Don't worry about evaluating the accuracy at this point (that's the next exercise) - just check that you can generate sequences of (token,tag) pairs in both cases.  What happens if there is a word in the test data that didn't occur in the training data?  You might need to update your `uni_pos_tag` function to take this into account.

### Exercise 3.3
Write a function `evaluate_uni_pos_tag` which will calculate the accuracy of the `uni_pos_tag` function. This should have as arguments:
* the unigram_model
* the gold standard sequence of (token,tag) pairs for comparison

You should find that it is 94.6% accurate on the training data.  How accurate is it on the test data? 

As an extension, you could implement a uni_pos_tagger class, which combines the all of the functionality above, and then provide an `evaluate` function which evaluates a tagger. 


## Beyond Unigram Tagging
State-of-the-art POS-taggers use information about likely sequences of tags to get higher performance.

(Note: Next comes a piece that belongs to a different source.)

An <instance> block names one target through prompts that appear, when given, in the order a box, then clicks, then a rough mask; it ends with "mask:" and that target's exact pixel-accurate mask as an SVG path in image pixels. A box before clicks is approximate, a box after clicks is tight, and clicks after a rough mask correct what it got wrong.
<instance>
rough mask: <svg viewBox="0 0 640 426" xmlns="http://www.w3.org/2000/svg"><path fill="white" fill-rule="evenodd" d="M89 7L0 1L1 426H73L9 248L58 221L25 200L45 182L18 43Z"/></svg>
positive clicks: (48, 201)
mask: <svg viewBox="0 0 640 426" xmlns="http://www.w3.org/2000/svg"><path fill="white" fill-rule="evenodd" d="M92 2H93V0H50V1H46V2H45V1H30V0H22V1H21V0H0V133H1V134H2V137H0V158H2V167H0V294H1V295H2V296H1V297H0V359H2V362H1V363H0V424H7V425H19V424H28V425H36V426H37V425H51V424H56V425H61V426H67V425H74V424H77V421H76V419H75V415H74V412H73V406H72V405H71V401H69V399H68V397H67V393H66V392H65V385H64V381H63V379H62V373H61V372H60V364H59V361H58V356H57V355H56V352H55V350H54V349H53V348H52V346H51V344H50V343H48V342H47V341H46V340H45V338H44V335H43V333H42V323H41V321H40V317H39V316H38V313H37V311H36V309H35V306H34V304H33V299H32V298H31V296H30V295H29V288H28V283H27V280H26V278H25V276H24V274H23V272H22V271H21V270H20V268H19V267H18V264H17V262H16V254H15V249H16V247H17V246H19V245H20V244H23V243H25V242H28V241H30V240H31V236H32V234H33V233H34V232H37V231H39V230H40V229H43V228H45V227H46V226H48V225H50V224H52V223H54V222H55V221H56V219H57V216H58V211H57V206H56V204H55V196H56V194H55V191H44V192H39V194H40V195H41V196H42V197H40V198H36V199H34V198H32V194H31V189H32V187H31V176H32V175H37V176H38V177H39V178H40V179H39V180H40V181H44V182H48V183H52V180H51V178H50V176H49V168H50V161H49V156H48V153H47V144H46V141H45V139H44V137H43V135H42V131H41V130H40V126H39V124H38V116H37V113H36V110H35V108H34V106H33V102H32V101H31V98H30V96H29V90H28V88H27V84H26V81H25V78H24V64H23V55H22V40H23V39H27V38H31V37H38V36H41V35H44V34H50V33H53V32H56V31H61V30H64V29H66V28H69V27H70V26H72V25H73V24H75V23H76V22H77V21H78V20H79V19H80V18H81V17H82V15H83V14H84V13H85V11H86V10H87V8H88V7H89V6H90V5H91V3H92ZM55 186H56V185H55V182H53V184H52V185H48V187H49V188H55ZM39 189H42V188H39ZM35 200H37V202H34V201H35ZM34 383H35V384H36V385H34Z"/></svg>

The `pos_tag` function provided by nltk uses a pre-trained maximum entropy markov model (MEMM).  We can run it on our sequences of tokens in the same way as our `uni_pos_tag` function

In [None]:
from nltk import pos_tag

pos_tag(train_toks)

### Exercise 4.1
Write or adapt your code so that you can evaluate `nltk pos_tag` function on the training and testing data, as divided above.  What improvement over unigram tagging does the nltk pos tagger provide?


### Extension
Find examples where the unigram tagger makes mistakes but the nltk pos tagger is correct.  What different types of errors are being made?  Can you explain intuitively why the correct sequence predicted by the nltk pos tagger is more likely than the one predicted by the unigram tagger?